Now, you have to remember with ICSS results that addictive substances seem to lower the brain reward threshold. And non-addictive substances do the opposite: it increases the brain reward threshold.

And since we already know that morphine is highly addictive, it comes as no surprise that the dose of morphine given to the rats (10 mg/kg) lowered their brain reward thresholds. It showed morphine has abuse potential.

Now that you understand what occurs with an addictive substance, we should take a look at kratom.

Scientific studies suggest that 7-hydroxymitragynine is about 13 times more potent than morphine. It’s also the compound that federal agencies claim is highly addictive. However, there’s very little of the compound found in kratom. So to figure out if the molecule is truly as addictive as government agencies claim, the doctors gave the rats a high dose of the isolated compound (3.2 mg/kg) to see what would happen. But according to all the ICSS data from the study, 7-hydroxymitragynine actually increased the brain reward thresholds of the test rats that were used. And that means kratom doesn’t have the potential for abuse claimed by SAMHSA.

The experiment’s results indicate that neither mitragynine nor 7-hydroxymitragynine have abuse potential.

 

The Addictive Properties of Kratom Are Absent

The results of this particular experiment are important because it suggests that kratom doesn’t have the potential for abuse like the US Department of Human Health and Services (HHS) and the Food and Drug Administration (FDA) have claimed for the past few years. The FDA’s notion that kratom is a highly addictive substance is the main argument it uses when making assertions that the plant should be banned from the United States. So, scientific data that correctly proposes the opposite should be used by the kratom industry.  

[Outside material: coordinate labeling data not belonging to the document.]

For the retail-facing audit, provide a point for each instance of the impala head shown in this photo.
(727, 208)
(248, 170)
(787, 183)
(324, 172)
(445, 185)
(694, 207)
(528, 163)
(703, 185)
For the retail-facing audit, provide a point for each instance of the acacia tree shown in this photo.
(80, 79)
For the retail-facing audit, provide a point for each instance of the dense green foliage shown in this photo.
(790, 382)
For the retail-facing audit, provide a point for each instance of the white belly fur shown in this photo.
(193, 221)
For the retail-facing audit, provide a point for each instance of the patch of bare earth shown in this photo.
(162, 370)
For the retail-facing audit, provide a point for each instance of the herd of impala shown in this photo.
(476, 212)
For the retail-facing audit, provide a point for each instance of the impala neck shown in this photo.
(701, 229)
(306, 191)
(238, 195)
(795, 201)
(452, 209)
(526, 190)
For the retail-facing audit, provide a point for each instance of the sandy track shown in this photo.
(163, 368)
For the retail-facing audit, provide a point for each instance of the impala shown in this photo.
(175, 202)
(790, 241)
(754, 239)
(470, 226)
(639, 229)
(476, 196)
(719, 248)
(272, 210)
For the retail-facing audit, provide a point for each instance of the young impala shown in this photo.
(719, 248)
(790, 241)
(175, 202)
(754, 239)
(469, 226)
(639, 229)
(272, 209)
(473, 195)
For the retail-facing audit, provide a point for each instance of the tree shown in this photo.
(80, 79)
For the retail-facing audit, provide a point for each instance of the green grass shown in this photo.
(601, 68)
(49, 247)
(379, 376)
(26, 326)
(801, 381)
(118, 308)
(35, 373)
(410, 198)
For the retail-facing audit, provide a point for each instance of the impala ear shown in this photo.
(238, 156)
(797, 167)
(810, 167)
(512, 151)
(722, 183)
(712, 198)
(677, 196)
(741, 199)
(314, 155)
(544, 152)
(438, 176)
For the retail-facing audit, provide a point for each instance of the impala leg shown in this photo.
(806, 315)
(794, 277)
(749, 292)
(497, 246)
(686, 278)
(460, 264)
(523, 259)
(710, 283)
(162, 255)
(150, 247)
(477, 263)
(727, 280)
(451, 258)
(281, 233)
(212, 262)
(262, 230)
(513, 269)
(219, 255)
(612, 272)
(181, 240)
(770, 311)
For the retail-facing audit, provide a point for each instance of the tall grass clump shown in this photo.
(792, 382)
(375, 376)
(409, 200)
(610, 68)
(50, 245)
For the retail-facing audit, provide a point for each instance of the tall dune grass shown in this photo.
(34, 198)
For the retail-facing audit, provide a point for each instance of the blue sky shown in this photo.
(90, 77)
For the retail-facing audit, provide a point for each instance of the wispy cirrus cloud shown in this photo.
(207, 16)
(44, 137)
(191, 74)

Now, the results of this experiment don’t give us a definitive answer on the matter of how addictive kratom might be. It’s only one test. We’ll need more to follow that reinforces the provided data. Plus, we need to keep in mind that they performed the test on mice. And sometimes, discrepancies occur on specific species and not others. So further testing on additional mammals will be needed. But the most informative research we could perform on the subject would be to conduct a continuing study on the long-term effects of kratom users. 

However, the current study gives the scientific community a stepping stone to take the research further in the future. And it also provides kratom advocates with the necessary ammunition to combat the heavy-handed federal government’s misinformation campaign that it runs against kratom. But, more importantly, it supplies some answers to the millions of kratom users in the US. Not only does it decrease their worries, but it delivers up hope.